Devil's Bargain
- Book cover
- Author: Joshua Green
- Audio read by: Fred Sanders
- Language: English
- Subject: United States politics
- Publisher: Penguin Press
- Publication date: July 18, 2017
- Publication place: United States
- Media type: Print (Hardcover)
- Pages: 288
- ISBN: 978-0-7352-2502-2 (Hardcover)
- OCLC: 988290255

= Devil's Bargain =

Book about Donald Trump's 2016 presidential campaign

Devil's Bargain: Steve Bannon, Donald Trump, and the Storming of the Presidency is a 2017 book by Bloomberg Businessweek journalist Joshua Green about the partnership between Donald Trump and Steve Bannon that led to their 2016 political victory and the rise of the alt-right. Prior to writing the book, Green had worked as a journalist for The Atlantic and Bloomberg, where he garnered experience reporting on conservatives. He had previously written a profile on Bannon in 2015, and interviewed Bannon for the book.

The book describes Bannon's role in the 2016 U.S. presidential election and how he helped lead Trump to success by capitalizing on the support of white males.

The New York Review of Books called Green's work a "cautionary tale". The New York Times described Green's research as "deeply reported". The Washington Post commented Green was able to shed a light on Bannon's political operations. The Guardian concluded Devil's Bargain successfully illuminated the "symbiotic relationship" between Trump and Bannon. Paste commented on the writing style of the "compelling stories" in Green's work. Salon observed Green had "amazing access" during the course of his research for the book.

==Contents summary==
Devil's Bargain details the relationship between Trump and Bannon, the gaining influence of the alt-right movement during the same time period, and the events which led up to Trump's victory in the 2016 U.S. presidential election.

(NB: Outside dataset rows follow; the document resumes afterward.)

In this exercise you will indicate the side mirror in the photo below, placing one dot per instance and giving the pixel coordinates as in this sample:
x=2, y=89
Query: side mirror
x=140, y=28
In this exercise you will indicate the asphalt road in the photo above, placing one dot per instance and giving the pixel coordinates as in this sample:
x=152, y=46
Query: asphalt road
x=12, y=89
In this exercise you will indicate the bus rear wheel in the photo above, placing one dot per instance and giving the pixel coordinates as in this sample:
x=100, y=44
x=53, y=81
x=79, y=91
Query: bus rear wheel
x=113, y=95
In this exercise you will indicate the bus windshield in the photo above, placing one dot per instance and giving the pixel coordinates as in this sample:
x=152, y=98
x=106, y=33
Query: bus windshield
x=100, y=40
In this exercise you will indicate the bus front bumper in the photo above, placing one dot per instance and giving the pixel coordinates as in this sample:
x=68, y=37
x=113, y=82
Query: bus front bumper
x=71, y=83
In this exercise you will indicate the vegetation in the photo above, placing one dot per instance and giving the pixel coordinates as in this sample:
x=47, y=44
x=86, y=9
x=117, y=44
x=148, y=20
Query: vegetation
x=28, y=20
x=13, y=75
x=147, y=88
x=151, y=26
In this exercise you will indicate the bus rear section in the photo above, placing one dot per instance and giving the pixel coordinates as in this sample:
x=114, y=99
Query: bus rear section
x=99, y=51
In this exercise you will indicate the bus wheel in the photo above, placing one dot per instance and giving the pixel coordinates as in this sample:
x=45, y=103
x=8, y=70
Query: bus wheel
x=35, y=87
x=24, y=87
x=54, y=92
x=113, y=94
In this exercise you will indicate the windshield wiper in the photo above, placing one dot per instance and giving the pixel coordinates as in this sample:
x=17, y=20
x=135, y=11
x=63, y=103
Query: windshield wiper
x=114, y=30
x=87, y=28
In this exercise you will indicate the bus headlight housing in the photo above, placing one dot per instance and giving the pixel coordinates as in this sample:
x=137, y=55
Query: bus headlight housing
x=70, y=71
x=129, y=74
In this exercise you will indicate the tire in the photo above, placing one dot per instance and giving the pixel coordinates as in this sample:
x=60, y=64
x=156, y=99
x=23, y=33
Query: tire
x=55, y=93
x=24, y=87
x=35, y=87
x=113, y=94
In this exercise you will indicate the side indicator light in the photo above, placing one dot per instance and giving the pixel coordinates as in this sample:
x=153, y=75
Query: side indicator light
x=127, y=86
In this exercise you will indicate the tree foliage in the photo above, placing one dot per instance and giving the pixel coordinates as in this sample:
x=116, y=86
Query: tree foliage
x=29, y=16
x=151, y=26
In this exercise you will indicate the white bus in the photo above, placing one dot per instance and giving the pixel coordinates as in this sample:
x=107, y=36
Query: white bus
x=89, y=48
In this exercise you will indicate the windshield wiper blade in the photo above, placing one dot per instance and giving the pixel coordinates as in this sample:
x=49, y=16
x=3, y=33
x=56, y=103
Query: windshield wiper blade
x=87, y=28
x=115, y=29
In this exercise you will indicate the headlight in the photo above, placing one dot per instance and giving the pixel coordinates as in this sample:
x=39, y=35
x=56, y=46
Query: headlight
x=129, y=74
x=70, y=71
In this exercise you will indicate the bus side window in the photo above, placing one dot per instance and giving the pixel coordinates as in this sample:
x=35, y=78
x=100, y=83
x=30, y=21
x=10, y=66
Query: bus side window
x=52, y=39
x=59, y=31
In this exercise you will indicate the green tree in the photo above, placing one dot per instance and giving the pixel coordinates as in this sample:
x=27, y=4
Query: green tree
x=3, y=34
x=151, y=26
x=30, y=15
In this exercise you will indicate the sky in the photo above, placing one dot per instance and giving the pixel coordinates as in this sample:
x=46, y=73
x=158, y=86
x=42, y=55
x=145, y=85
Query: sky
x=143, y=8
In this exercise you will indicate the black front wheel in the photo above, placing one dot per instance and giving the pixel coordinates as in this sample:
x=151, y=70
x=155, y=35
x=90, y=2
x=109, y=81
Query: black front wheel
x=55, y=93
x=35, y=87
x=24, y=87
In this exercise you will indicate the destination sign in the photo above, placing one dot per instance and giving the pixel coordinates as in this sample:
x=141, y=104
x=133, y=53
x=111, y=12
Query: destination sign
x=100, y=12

Green describes the shared dislike of Hillary Clinton felt by Trump and Bannon, and their mutual dislike for the state of the country prior to Trump's campaign.

The book recounts the precise nature of why Chris Christie was fired by Trump from the presidential campaign. Green writes the firing was due to Christie attempting to use his own personal cell phone to take a call on election night from President Barack Obama.

The author writes that Bannon garnered knowledge in his work with Breitbart News on how best to gather together white men who would support Trump in his election bid. Green concludes that there was a Shakespearean irony in the fact that Bannon succeeded in getting Trump elected as U.S. president, but his candidate lacked the personal restraint necessary to accomplish simple goals.

==Composition and publication==
Prior to writing Devil's Bargain, Green had worked as a journalist at The Atlantic and subsequently Bloomberg Businessweek, where he reported on Republican political figures after the George W. Bush administration. Green wrote an article for Bloomberg which gave a detailed analysis of Bannon in October 2015, ten months before Bannon assumed leadership of Trump's campaign for U.S. president. Green interviewed Bannon himself for the book.

==Reception==
The New York Review of Books wrote in its review, "Green's book is in part a cautionary tale: both Trump and Bannon have a history of being taken lightly only to rear up and catch the skeptics by surprise." The New York Times called the book a "deeply reported and compulsively readable account of Bannon's fateful political partnership with Trump". The Washington Post wrote, "Green's book strips away the mystery surrounding Bannon". The Guardian commented that the book "vividly pulls back the curtain on the symbiotic relationship between two of America's most polarizing figures." Paste magazine wrote that "There are several, compelling stories in the book". Salon noted, "Green does seem to have had amazing access to many people, most especially Bannon himself whom he apparently interviewed at length."

==Influence==
Devil's Bargain is mentioned in Michael Wolff's 2018 book Fire and Fury: Inside the Trump White House.